Enterprise -> Technology
Released: 24th January 2013
24 January, 2013: Doctors at the Biswas X-Ray and Scan Centre use NeuralTools from Palisade (www.palisade.com) to determine the pathological changes in brain tumours. The neural network tool can be deployed instead of injecting contrast dye, intravenous gadolinium, which is highly toxic despite it being widely used in MRIs to enhance or discriminate brain tumours.

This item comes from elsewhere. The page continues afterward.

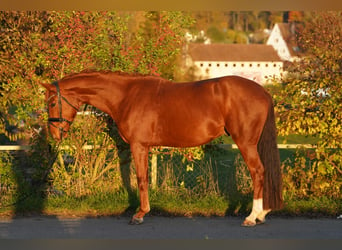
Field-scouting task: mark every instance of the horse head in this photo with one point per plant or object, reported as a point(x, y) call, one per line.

Gadolinium is a paramagnetic substance that has small local magnetic fields that cause a shortening of the relaxation times of the surrounding atoms ultimately improving tissue discrimination in MRI. This can give a higher or lower signal between two tissues enabling them to be better differentiated.
However, gadolinium can cause complications for patients, and has been linked to the development of nephrogenic system fibrosis, a serious condition of the joints, skin and internal organs. Dr Biswas, a member of the Indian Radiological Association and founder of the Biswas X-Ray and Scan Centre located in Asansol, eastern India, wanted to create the enhancement to the brain tumour enabled by gadolinium, but without using the substance.
With neural networks analysis able to intelligently predict outcomes based on multiple pieces of input data, Palisade’s NeuralTools was the software of choice for Dr Biswas for this research. As a sophisticated neural networks tool that works directly in Microsoft Excel, NeuralTools could create accurate new predictions based on patterns in known data that were easily accessible, and simple to read.
Historical magnetic values of tissue, both brain and tumour pre and post-gadolinium injection, were used as data inputs and a neural network was designed. This predicts the signal and grey shade values of unknown tissues in four application areas: function fitting, pattern recognition, clustering and time series analysis.
The mathematical analysis of the predicted values from the NeuralTools analysis enabled Dr Biswas to create an MRI-like image of brain lesions without the dangers of using gadolinium contrast dye.
Dr Biswas explains, “The result of this study means contrast enhancement like simulation of brain tumours can be done accurately. Using NeuralTools, and specifically its Live Prediction feature, we have been able to stop using gadolinium, whilst the discrimination of various brain tumours pathology can still be made.”
He added, “We are delighted with NeuralTools; part of this study would simply have been impossible without it. The live prediction function is also extremely useful, and something that has been key to the study – it provides us with very accurate data very quickly. NeuralTools will continue to be a key element of the work we are doing here.”
Published by: IT Analysis Communications Ltd.